Usually the smaller-press books really are outliers in the Tournament, less conventional, more challenging, and Ivyland seems to fit the bill. There’s a big part of me that hopes our Tournament can prove that the less-hyped can compete with the big titles, except year after year they go down in the early rounds, often admired, but apparently not loved. I like to be the voice that can send some love that way, but I’ve failed in that mission this year.
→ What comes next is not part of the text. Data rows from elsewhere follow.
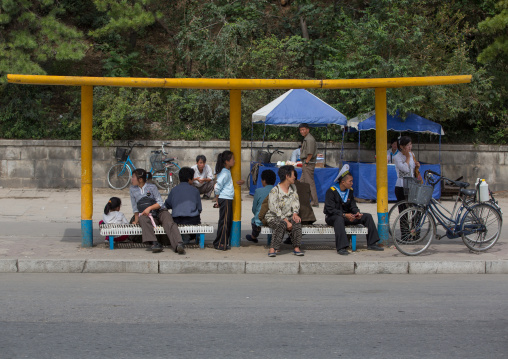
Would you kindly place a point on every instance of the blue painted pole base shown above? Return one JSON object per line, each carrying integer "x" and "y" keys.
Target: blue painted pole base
{"x": 382, "y": 228}
{"x": 236, "y": 233}
{"x": 86, "y": 233}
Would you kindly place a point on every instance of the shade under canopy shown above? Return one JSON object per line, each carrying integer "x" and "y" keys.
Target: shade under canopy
{"x": 412, "y": 123}
{"x": 298, "y": 106}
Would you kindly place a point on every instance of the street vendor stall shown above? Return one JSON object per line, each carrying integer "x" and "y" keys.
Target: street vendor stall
{"x": 364, "y": 173}
{"x": 291, "y": 109}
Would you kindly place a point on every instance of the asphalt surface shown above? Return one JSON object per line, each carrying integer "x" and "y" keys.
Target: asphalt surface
{"x": 255, "y": 316}
{"x": 41, "y": 227}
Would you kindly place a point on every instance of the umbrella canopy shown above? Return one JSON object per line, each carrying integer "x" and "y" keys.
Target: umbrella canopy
{"x": 413, "y": 123}
{"x": 298, "y": 106}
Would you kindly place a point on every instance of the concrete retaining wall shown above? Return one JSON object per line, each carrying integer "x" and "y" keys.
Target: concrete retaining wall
{"x": 56, "y": 164}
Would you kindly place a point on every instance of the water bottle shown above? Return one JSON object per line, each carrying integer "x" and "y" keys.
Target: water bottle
{"x": 484, "y": 191}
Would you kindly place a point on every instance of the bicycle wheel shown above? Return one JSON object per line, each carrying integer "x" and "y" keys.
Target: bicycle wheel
{"x": 160, "y": 180}
{"x": 172, "y": 178}
{"x": 413, "y": 230}
{"x": 119, "y": 176}
{"x": 393, "y": 213}
{"x": 481, "y": 227}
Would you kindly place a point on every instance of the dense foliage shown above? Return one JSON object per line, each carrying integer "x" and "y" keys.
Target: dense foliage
{"x": 301, "y": 39}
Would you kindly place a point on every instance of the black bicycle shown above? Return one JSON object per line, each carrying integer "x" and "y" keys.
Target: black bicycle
{"x": 263, "y": 158}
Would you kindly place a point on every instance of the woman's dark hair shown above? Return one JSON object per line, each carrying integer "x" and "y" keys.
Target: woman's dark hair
{"x": 344, "y": 176}
{"x": 285, "y": 171}
{"x": 114, "y": 202}
{"x": 269, "y": 177}
{"x": 185, "y": 174}
{"x": 221, "y": 160}
{"x": 142, "y": 174}
{"x": 404, "y": 140}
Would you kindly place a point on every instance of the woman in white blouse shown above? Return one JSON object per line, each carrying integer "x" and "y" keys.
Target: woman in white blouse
{"x": 405, "y": 164}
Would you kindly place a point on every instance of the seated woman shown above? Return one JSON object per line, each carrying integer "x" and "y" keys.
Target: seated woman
{"x": 146, "y": 204}
{"x": 282, "y": 215}
{"x": 341, "y": 211}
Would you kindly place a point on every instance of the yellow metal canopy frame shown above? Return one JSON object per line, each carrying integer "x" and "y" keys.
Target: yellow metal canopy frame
{"x": 235, "y": 86}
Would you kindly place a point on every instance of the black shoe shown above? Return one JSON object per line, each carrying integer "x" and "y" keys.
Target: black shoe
{"x": 251, "y": 239}
{"x": 157, "y": 248}
{"x": 375, "y": 247}
{"x": 180, "y": 249}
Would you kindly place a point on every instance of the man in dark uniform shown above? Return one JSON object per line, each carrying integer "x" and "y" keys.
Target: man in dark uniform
{"x": 341, "y": 211}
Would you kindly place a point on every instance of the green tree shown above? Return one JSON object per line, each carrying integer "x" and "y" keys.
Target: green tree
{"x": 32, "y": 34}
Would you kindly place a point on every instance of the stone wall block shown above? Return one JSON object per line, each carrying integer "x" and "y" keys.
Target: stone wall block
{"x": 20, "y": 169}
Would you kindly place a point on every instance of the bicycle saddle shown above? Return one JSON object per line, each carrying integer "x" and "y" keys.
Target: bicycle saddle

We’ve both known Ron Hogan on the book scene since there was an online book scene, and he has a reputation for his Catholic tastes, so I feel good that Ivyland got its fair shake in the matchup. Gone Girl just looks like a juggernaut.
Kevin: I’ve been petitioning Andrew and Rosecrans to invite Ron Hogan to judge for several years, and I’m glad they finally did. Ron’s one of the very first book bloggers, and I actually knew him back in college. I think I was a few years ahead of him, but we had many mutual friends. If I could give a quick shout-out to his published work: Years ago Ron wrote a cool book about 1970s cinema called The Stewardess Is Flying the Plane! And last week I read this interview with the costume designer from Argo, who cited that book as one of her influences. I thought that was neat.
Tomorrow we have Jess Walter’s Beautiful Ruins taking on The Song of Achilles by Madeline Miller. And as long as we’re talking about books published long ago that you shouldn’t forget about: Confederates in the Attic by tomorrow’s judge Tony Horwitz. Really great.